An electronic device is a scarce resource in the game that gives players a huge advantage because using it they can craft a powerful modifier. Therefore, being able to reach the key points before other players is really important. To check which player would arrive first to the point, a Voronoi diagram from the player points was drawn at each frame (and we also animated the diagrams as seen in videos on the left). A player’s Voronoi region is defined as the points in the plane such that they are closer (euclidean distance) to this specific player than any other player. Therefore, knowing which player’s region contained the key points we knew roughly which player would be able to reach the electronic device first, and therefore we awarded points for having these points inside their Voronoi region, and therefore this metric takes into account the amount of frames and the amount of key points that the player had inside its region. Note how this approximation did not take into account the portals mentioned before nor possible speed improvements player can obtain during the game. These details can be taken into account (although they make the algorithm to calculate the diagram far more difficult and we did not have time to do so during the event) and in fact I coded something which did, but since it was not part of our hackathon project I will leave that for a (close) future post.

Subjective metrics

Risk: Takes into account how many encounters the player has willingly created.

Greediness: Takes into account the trade-off between stockpiling resources to craft better equipment later on or use them right away to craft cheaper items.

Altitude Control: Ranks the average altitude in the z-axis of the player, which is also part of a trade-off since higher altitudes means more visibility but less resources.

Opponent proximity: Ranks the average closeness between the analyzed player and the other players.

User interface and final project submission

All of the metrics are given to the player in a screen similar to the one below. Subjective metrics are ranked from -1 to 1 where 0 is the average of all players analyzed.

There is also screen where the player is able to know specific tips for improving in the game. We identify the skill level of the player using the objective metric score and based on that, we take more or less into account the subjective metrics for the final tips. The idea behind that is for example that if a ‘pro’ player plays risky but gets kills and his performance is high we should not ask them to stop playing that way (we should however inform him in a descriptive way), but if we detect a beginner player being too risky and getting poor results as a result we should totally ask him to be more careful in the future.

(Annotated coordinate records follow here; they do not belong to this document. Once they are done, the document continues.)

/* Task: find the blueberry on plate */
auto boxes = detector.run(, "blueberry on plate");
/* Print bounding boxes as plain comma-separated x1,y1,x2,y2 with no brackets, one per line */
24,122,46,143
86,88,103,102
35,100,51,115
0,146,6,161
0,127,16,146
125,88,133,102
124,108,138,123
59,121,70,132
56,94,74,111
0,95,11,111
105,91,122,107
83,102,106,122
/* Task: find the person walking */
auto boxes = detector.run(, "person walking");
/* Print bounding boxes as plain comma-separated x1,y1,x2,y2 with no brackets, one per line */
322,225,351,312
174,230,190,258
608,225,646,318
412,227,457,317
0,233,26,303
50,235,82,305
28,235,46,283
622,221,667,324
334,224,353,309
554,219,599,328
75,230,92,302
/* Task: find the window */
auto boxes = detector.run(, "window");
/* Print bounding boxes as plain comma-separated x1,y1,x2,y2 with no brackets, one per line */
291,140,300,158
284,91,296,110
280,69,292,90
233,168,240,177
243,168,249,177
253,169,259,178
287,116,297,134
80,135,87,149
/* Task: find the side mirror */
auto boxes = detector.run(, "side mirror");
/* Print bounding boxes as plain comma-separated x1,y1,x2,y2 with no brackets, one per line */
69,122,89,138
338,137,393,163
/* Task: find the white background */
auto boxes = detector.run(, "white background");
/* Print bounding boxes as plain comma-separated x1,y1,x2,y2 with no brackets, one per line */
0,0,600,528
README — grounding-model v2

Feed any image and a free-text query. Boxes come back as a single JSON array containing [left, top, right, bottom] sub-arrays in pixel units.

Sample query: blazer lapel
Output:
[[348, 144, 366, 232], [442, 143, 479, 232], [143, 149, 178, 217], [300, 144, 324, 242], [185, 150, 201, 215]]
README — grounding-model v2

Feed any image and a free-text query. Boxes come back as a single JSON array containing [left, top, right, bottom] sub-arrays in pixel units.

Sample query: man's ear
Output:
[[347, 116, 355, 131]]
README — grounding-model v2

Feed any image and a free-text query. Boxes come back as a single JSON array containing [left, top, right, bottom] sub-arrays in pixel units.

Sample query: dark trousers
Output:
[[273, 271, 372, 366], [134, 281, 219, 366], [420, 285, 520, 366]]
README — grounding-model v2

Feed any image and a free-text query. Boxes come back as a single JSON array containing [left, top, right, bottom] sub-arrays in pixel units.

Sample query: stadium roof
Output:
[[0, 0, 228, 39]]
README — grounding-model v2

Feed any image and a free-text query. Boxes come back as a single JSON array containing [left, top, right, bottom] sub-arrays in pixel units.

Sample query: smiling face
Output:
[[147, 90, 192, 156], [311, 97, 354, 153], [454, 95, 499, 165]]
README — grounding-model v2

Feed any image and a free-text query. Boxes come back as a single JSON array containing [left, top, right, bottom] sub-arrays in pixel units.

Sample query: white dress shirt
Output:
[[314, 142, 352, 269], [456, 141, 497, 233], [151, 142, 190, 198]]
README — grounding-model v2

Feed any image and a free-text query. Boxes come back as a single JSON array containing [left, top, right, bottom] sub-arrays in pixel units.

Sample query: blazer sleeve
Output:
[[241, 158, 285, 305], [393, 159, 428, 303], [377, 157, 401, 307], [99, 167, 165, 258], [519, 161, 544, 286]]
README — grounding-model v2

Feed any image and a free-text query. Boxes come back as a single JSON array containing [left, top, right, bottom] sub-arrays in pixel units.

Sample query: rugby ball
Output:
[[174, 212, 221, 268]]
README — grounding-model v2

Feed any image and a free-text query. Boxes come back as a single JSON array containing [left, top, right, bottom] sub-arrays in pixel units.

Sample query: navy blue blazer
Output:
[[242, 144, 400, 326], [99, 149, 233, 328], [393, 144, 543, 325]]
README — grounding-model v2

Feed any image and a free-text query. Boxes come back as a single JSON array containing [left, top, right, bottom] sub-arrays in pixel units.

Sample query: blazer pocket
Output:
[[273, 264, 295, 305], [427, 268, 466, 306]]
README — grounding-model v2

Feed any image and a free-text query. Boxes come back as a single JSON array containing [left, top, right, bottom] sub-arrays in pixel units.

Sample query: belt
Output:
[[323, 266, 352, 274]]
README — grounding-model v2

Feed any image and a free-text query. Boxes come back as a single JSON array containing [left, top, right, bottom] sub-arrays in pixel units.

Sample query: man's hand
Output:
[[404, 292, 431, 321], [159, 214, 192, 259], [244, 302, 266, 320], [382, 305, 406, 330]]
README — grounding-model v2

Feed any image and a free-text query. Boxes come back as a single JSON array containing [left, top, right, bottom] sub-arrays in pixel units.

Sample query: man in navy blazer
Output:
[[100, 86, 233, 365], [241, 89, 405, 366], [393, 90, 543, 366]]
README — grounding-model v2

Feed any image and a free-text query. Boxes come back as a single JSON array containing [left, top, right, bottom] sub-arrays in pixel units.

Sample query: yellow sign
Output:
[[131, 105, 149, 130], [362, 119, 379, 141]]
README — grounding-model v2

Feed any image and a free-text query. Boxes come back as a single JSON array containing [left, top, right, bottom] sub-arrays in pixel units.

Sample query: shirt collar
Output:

Different tips for different player levels. Beginners (left) should be given more clear and general insights and professionals (right) can be given more specific insights using the metrics taking less into account the playstyle

The combination of clear objective metrics, interesting subjective metrics and final tips gives the player both clear, concrete tips for improving and numbers to check whether it is improving or not, and this is true for players of all skills, which was one of the difficult aspects of this challenge and one of the main reason the judges awarded us first prize.

Conclusions and takeaways

In conclusion, this challenge was a very enjoyable learning experience. My biggest takeaway is the importance of the context of a given dataset. As we played the game, more and more of the data began making sense to us. We drew conclusions about the importance of certain features/actions that would have been very difficult to acquire by just looking at the data. But not only did we learn a lot about the data by playing the game, but we also learned some game strategies by looking at the data! Data and context being together in this challenge was really important to not get lost in the gigabytes of numbers. It was good to see a data science challenge that focused in interpretability and user experience rather than maximizing a score metric. Creating metrics that were both interpretable and useful was not a trivial challenge.

Finally, a huge thanks to my teammates for being so hard-working yet amazing to work with and also to the Epic Games and Scavenger Studio team for making the challenge possible and helping us a lot during the weekend in the development of our tool.